A new approach to software safety

Background

Historically, software components with a safety-related role have been expected to be low size (in terms of lines of code) and complexity, and were commonly developed from scratch for a specific purpose and system. In this sense, they were not dramatically different to electronic components, and so it made sense to treat them in a similar way, applying similar functional safety principles.

These principles have historically been understood as requiring deterministic behaviour for such software; that is, the software design should enable us to predictably determine what the software will do in a given circumstance, so that the safety implications of that behaviour can be clearly understood, and either controlled or mitigated.

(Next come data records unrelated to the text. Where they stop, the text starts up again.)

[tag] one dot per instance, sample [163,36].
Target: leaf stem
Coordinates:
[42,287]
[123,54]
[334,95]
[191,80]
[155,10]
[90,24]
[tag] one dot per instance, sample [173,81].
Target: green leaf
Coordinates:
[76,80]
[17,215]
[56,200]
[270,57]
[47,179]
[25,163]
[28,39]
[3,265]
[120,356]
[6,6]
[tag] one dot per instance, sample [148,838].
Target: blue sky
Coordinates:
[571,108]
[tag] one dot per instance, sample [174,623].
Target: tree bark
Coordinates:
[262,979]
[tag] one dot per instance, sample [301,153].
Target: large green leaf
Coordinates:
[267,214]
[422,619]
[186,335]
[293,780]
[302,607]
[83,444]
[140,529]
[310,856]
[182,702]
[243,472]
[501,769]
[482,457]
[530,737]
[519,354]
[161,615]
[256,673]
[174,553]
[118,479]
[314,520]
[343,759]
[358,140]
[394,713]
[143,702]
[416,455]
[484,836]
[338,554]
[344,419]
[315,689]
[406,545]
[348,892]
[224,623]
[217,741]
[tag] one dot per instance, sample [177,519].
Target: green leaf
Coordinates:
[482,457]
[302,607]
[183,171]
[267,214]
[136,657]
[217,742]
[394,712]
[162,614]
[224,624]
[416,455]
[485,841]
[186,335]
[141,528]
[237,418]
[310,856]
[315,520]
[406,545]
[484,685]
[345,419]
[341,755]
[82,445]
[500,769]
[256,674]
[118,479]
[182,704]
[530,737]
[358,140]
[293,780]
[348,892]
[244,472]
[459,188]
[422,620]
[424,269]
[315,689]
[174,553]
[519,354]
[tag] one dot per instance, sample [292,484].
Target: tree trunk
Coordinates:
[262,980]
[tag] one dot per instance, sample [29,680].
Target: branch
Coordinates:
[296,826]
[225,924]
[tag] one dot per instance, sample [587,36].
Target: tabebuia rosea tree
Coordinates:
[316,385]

Modern software-intensive systems, typically involving a multi-core microprocessor and a range of inputs and outputs, present a very different set of challenges:

They may be orders of magnitude larger than the software components historically used in safety-critical systems
Most of the code is pre-existing and developed with re-use in mind, often provided by a large number of common dependencies
They make extensive use of open source software, which is developed without many of the formal software engineering practices that safety standards expect
There is an implicit assumption that software will evolve, potentially changing many times over the lifetime of a system, to address bugs and add new features or enhancements
They may make use of AI/ML models, which mean that a system's behaviour cannot be validated against a fixed, deterministic specification
They use multi-tasking operating systems, which also exhibit non-deterministic behaviour, as they adapt to unpredictable internal stimuli from processes executing in parallel

The scope and complexity of some safety-critical applications under development are outpacing the ability of existing safety-certified software solutions to deliver. Increasingly, such applications are being developed using technology that has been developed with open source software in non-safety contexts, which means that product developers are confronted with two equally daunting challenges: (1) adapt the technology to run on a safety-certified platform based on a Real-Time Operating System (RTOS), which may have a radically different performance profile and none of the existing dependencies, or (2) apply safety standards to open source software, which deviates markedly from 'traditional' models of the software engineering lifecycle. The second option is the focus of initiatives such as ELISA, which explores the challenges of using Linux for safety critical systems.

A new approach

Codethink have been exploring these challenges for several years, both as a contributor to ELISA and Trustable, and in the course of our work with customers in the automotive industry. We have been supported on this journey by expert consultancy from Exida, a world-leading authority on safety certification.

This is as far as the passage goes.